The Act requires that at time of dispatch, each temporary worker must be provided with a statement containing detailed information about their assignment. Clients should be prepared for agencies to confirm the following information that must be included in the statement:

  • The name of the temporary worker.
  • The name and nature of work to be performed.
  • The wages offered.
  • The name and address of the destination of the temporary worker.
  • The terms of transportation.
  • Whether the agency or the client provides a meal or equipment or both and the cost, if any.
  • If the temporary worker’s paycheck stub uses codes to identify clients, the code(s) correlating to where the temporary worker is being sent to work.
  • Information regarding safety hazards and concerns at the client, including  the representative of the client to whom workers should report safety concerns at the workplace to, and a statement that safety hazards and concerns may be reported to the Department by calling the Department’s Day and Temporary Laborer Services Act toll-free hotline at 1-877-314-7052 or emailing DayLabor@illinois.gov.
  • If a strike, lockout, or other labor dispute exists, a written statement in the temporary worker’s primary language, notifying them of the situation and their right to refuse the assignment.

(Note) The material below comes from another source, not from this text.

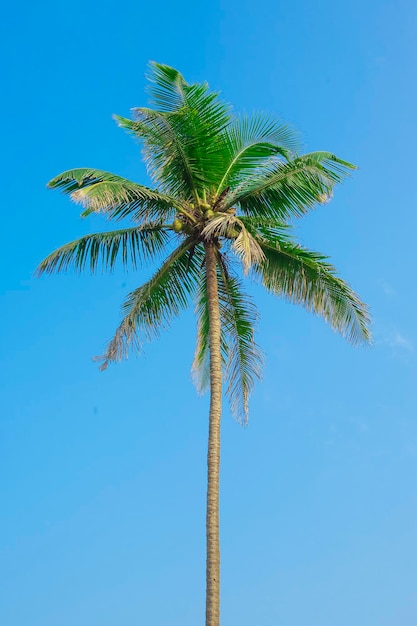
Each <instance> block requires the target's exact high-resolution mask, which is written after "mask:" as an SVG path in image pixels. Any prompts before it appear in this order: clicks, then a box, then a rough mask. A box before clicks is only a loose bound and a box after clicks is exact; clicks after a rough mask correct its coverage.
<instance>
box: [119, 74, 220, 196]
mask: <svg viewBox="0 0 417 626" xmlns="http://www.w3.org/2000/svg"><path fill="white" fill-rule="evenodd" d="M151 70H152V74H151V78H152V85H151V92H152V94H153V103H154V104H155V105H156V107H157V110H154V109H149V108H135V109H133V110H132V111H133V116H134V118H135V119H134V120H129V119H127V118H124V117H120V116H116V121H117V122H118V124H119V125H120V126H122V127H123V128H125V129H126V130H128V131H129V132H130V133H132V134H134V135H135V136H136V137H138V138H139V139H141V140H142V141H143V143H144V155H145V161H146V164H147V167H148V171H149V173H150V174H151V176H152V177H153V178H154V180H155V181H156V182H157V183H158V184H159V185H160V187H161V189H163V190H166V191H167V192H169V193H170V194H173V195H176V196H180V197H181V198H183V199H191V198H193V199H194V200H198V197H199V196H204V194H205V192H206V191H207V189H209V188H211V187H212V186H213V187H214V185H215V182H216V180H217V181H218V180H219V176H220V172H221V166H222V160H221V156H220V155H221V151H222V149H223V147H222V144H221V142H219V141H218V138H219V136H220V134H221V132H222V131H223V130H224V128H225V127H226V126H227V125H228V124H229V123H230V121H231V115H230V106H229V105H228V104H226V103H224V102H222V101H221V100H220V98H219V94H217V93H213V92H210V90H209V88H208V85H207V84H206V83H196V84H193V85H189V84H188V83H186V82H185V80H184V78H183V77H182V76H181V75H180V74H179V72H176V70H172V68H168V67H167V66H161V65H158V64H153V65H152V66H151Z"/></svg>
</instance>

This statement must be signed by an authorized agent of the agency stating that the information contained in the statement is true and correct. If the temporary worker is not dispatched from the agency office directly, the statement can be provided by hand, email, text message, or US mail. This statement only needs to be provided on the first day of the assignment and on any day that any of the terms listed on the employment notice are changed.

Safety Obligations

The Act establishes provisions for joint responsibilities related to safety, similar to OSHA’s Temporary Worker Initiative. Both the client and the agency are responsible for compliance with these requirements:

  • Assessment Prior to Placement: Clients must notify the agency of all their safety and health practices, and all known hazards at the location where the temporary worker will be working. This allows the agency to assess the safety conditions, worker’s tasks, and the safety . A job hazard analysis (JHA) is a recommended method to accomplish this. The JHA outlines the tasks for each job, potential hazards, and controls in place to mitigate exposure. JHAs also ensure that training provided is specific to the hazards of the actual work being performed.
  • Training:
    • General safety training for recognized industry hazards that temporary workers may encounter at the worksite must be provided in the worker’s preferred language and at no expense to the worker. This must include, but is not limited to:
      • Hazards that have been reported by employees or temporary workers
      • Hazards which necessitate the use of personal protective equipment (PPE)
      • Fall hazards
      • Electrocution hazards
      • Hazards of being struck by objects
      • Getting caught or between hazards
      • Machinery-related hazards
      • Chemical or other substance-related hazards
      • Repetitive-motion hazards
      • Emergency action plans
      • Information regarding actions taken to eliminate, control, and protect workers from the hazards, including what steps workers should take to avoid or control hazards (this must include emergency evacuation and shelter-in-place procedures).
    • Documentation of the training content and date of training must be maintained and provided to the worker.
    • Workers may refuse a new job task if the task has not been reviewed or if the worker has not had appropriate training on the new task.
  • Notification of Hazards:
    • Before a temporary worker begins their assignment, the client must document and inform the agency of anticipated hazards with the job and worksite.
    • If the client changes the temporary worker’s job tasks or worksite, or identifies new hazards that may be encountered, they must inform both the worker and the agency of the change.

Clients should be prepared to provide the agencies they work with all necessary information regarding job duties, pay, and benefits of directly hired employees so that Agencies can comply with the Act. Additionally, the client should ensure that their current practices comply with the safety obligations of the Act.